Swiss Court Drops UBS Money Laundering Proceedings

Company News

by Finance News Network


Switzerland’s Criminal Court has officially discontinued proceedings against global financial services firm UBS concerning a suspected money laundering case in Mozambique. The significant decision, announced on Friday, relates specifically to alleged actions taken by Credit Suisse, which UBS acquired in a state-engineered merger in 2023. UBS, a cornerstone of the global financial sector, provides a comprehensive array of banking, wealth management, and asset management services to clients worldwide.

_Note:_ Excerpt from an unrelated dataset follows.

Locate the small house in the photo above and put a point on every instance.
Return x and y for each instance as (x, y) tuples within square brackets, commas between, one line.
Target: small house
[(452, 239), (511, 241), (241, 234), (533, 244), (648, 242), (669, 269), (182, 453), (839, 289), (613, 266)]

The court reached its pivotal conclusion based on the premise that Credit Suisse, whose historical conduct was central to the inquiry, no longer exists as a criminal-law entity following its absorption into UBS three years prior. This dissolution, according to the court, negates the possibility of carrying forward the criminal proceedings. Swiss federal prosecutors had, in December, formally accused Credit Suisse of failing to adequately prevent money laundering in Mozambique. This complex case originated from substantial loans granted to the African nation’s tuna fishing fleet approximately a decade ago, which subsequently plunged the country into a severe economic crisis. Prosecutors had vigorously contended that both Credit Suisse and, by extension, its legal successor, UBS, bore liability for these alleged failings.

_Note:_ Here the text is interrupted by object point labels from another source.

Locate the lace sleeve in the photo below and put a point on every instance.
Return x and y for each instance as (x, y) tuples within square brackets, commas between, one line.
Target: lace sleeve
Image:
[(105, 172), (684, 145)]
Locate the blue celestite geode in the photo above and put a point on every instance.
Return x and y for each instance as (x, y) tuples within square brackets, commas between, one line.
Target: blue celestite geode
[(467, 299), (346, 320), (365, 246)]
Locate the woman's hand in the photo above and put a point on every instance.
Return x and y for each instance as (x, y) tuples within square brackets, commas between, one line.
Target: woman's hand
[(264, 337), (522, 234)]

UBS was quick to articulate its satisfaction with the court’s ruling. In a promptly issued statement, the banking giant affirmed, “We welcome the court’s recognition that UBS cannot be held liable in this matter, as such liability cannot be transferred to a legal successor through a merger.” This stance underscores UBS’s argument that corporate mergers do not automatically transfer criminal culpability. While the decision provides immediate relief for UBS, it is important to note that the court’s ruling remains subject to appeal, indicating the potential for further legal developments in this intricate financial saga.